Sadly, fitness “experts” may know a whole lot about training in reality. They may have also gone to school to learn a thing or two, and also train pretty well themselves to sculpt a chiseled frame. The place they drop the ball is where my title comes in.
When introduced to the word “sellout”, most people usually relate it to the music industry right off the bat. A musician may have started out not caring about the money potential and keeping his or her lyrics pertinent to real experiences and spreading a certain message. The music was still art, and unaffected by any “machines” record labels would force them into. Because fame and fortune doesn’t come as easily to this crowd, these artists decide to change their sound, dumb down their lyrics, and appeal to the masses. All of a sudden, the radio plays their stuff more often, the masses buy their products, and money’s in the bank!
To parallel this, as you probably guessed, being a fitness “sellout” means you’re a trainer who has deliberately attempted to mask the whole truth from the consumer, since the information about what most fitness influences I mentioned above will agree that training should really be all about, isn’t all that sexy.
You may be well educated, and may even train completely differently than the methods that you personally endorse. But you still endorse them. Why? Because it puts your face on the screen, and it puts money in your pocket.
Don’t believe me about the sexy point?
How many hugely respected strength and conditioning coaches and other training “influences” do you see on live TV on the regular?
If you go to most middle class households and mention names like Tracy Anderson, Gillian Michaels, Shaun T, Billy Blanks, or John Abdo, chances are, those who live there will recognize most if not all of those names.
Now try mentioning Mark Rippetoe, Mike Boyle, Dan John, Eric Cressey, Bret Contreras, or Charles Poliquin, just to name a few. Not so much.

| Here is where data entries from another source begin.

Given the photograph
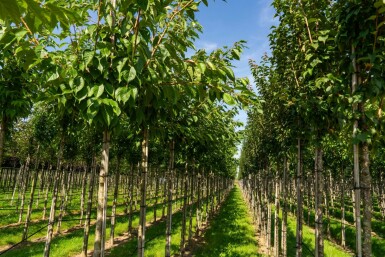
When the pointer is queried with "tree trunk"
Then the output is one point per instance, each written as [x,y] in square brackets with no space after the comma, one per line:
[190,225]
[284,209]
[156,193]
[131,198]
[26,174]
[366,183]
[319,244]
[343,236]
[184,215]
[83,194]
[51,218]
[356,169]
[276,218]
[100,215]
[169,198]
[89,208]
[142,218]
[299,202]
[2,139]
[116,191]
[29,212]
[50,178]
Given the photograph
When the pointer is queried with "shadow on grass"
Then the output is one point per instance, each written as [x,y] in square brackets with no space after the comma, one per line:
[231,232]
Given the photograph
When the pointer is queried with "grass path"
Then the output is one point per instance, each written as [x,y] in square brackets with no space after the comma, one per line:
[231,232]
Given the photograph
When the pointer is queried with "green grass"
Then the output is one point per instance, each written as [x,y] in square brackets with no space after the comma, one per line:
[231,232]
[156,239]
[330,249]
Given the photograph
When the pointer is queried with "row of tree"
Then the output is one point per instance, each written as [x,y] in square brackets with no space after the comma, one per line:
[118,69]
[323,92]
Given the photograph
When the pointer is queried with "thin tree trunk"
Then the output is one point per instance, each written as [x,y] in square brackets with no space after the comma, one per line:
[100,215]
[50,178]
[356,169]
[343,236]
[142,218]
[366,183]
[26,174]
[319,244]
[29,212]
[83,194]
[284,209]
[156,193]
[116,191]
[169,196]
[89,208]
[276,216]
[131,198]
[299,202]
[51,218]
[2,139]
[190,225]
[184,212]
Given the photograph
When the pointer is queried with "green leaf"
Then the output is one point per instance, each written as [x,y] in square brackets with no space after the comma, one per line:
[202,67]
[228,99]
[100,91]
[122,94]
[143,4]
[128,76]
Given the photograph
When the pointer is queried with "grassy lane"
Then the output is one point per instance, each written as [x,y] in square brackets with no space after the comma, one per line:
[330,249]
[231,232]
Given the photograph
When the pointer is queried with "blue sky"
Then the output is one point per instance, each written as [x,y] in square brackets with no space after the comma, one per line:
[227,22]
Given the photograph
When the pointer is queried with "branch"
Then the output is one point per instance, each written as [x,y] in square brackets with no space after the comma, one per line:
[29,31]
[174,13]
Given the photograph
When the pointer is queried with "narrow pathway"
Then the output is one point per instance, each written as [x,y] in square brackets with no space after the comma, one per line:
[231,232]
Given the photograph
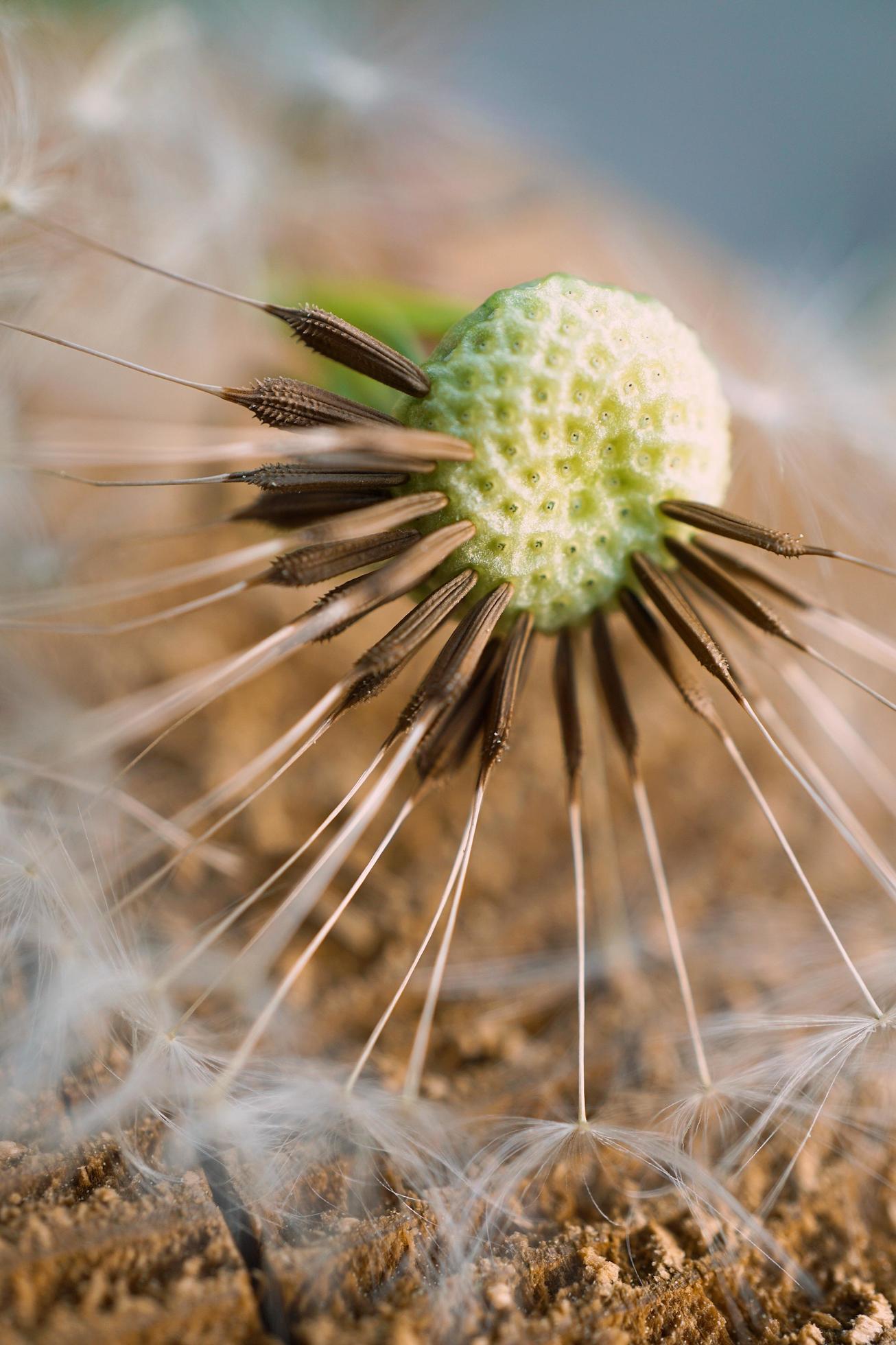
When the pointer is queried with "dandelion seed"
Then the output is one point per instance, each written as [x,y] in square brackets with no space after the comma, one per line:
[499,546]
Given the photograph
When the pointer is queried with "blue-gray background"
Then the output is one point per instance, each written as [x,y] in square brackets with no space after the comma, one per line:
[768,123]
[773,123]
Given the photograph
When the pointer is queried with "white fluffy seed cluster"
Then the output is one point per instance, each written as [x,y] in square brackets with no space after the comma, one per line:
[587,406]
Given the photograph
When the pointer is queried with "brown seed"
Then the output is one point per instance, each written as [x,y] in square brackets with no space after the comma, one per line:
[684,620]
[501,713]
[315,564]
[285,403]
[299,478]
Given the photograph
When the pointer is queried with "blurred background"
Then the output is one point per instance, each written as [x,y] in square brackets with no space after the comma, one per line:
[770,126]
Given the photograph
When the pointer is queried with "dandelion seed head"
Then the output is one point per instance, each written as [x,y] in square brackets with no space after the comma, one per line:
[587,406]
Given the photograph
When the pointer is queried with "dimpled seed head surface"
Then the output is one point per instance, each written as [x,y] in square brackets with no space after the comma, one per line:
[587,406]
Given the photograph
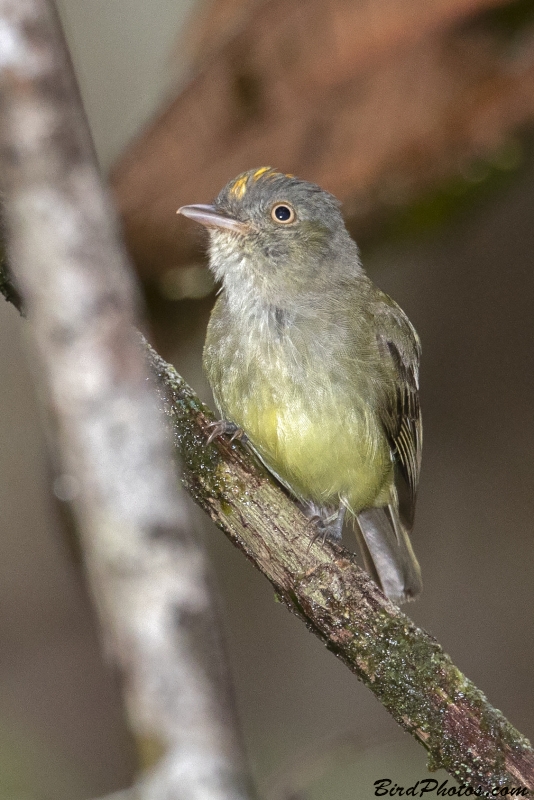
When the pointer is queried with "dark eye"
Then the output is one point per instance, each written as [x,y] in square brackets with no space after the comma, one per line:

Oddly, there’s a consistent theme that everyone who’s actually important to this industry also seems to have a low social profile. Sure, they have big – no – they have huge followings; but that’s only within the community of non-commercialized fitness and strength training. You know. The real stuff. Training that will actually make you physically fit, with no cheap gimmicks or lies attached to it. TV doesn’t seem to care much for these kind of guys, and would prefer that the consumer be wrapped in the misleading shroud of “what’s sexy”. Whatever keeps ratings up, right?
I’ve been able to do a decent amount of media the past couple of years, and I’ve also turned down a number of segment opportunities because of the issues above. Simply put, in my experience, many stations would prefer what’s flashy and fly over the fundamentals and why they’re important. I’ve learned that there’s a fine line between being able to simplify good information to make it more understandable for a novice crowd, versus simply changing the information altogether, or not highlighting what’s necessary. Unfortunately, I’m not on board with the latter. Though, I’m happy to have been able to spread a decent word in the media opportunities I’ve gotten so far.
It really says a lot about networking companies when they allow some good, ‘brutal, unsexy truth’ to be told on the air by someone who hasn’t simply feigned expertise. In my eyes, it actually means they care about what’s being spread by the media, which is arguably the most powerful influence in the world – in any capacity.
Really. Think about it.
My last blog article talked about the importance of clients taking the initiative to educate themselves due to the fact that there are many inept trainers sharing the industry with those who are competent. I’ll add that there are also very competent, educated trainers who have decided to shirk their responsibility of telling clients the whole truth, and garner attention and a big following with ear-tickling methods.
And THAT is what I call a fitness sellout.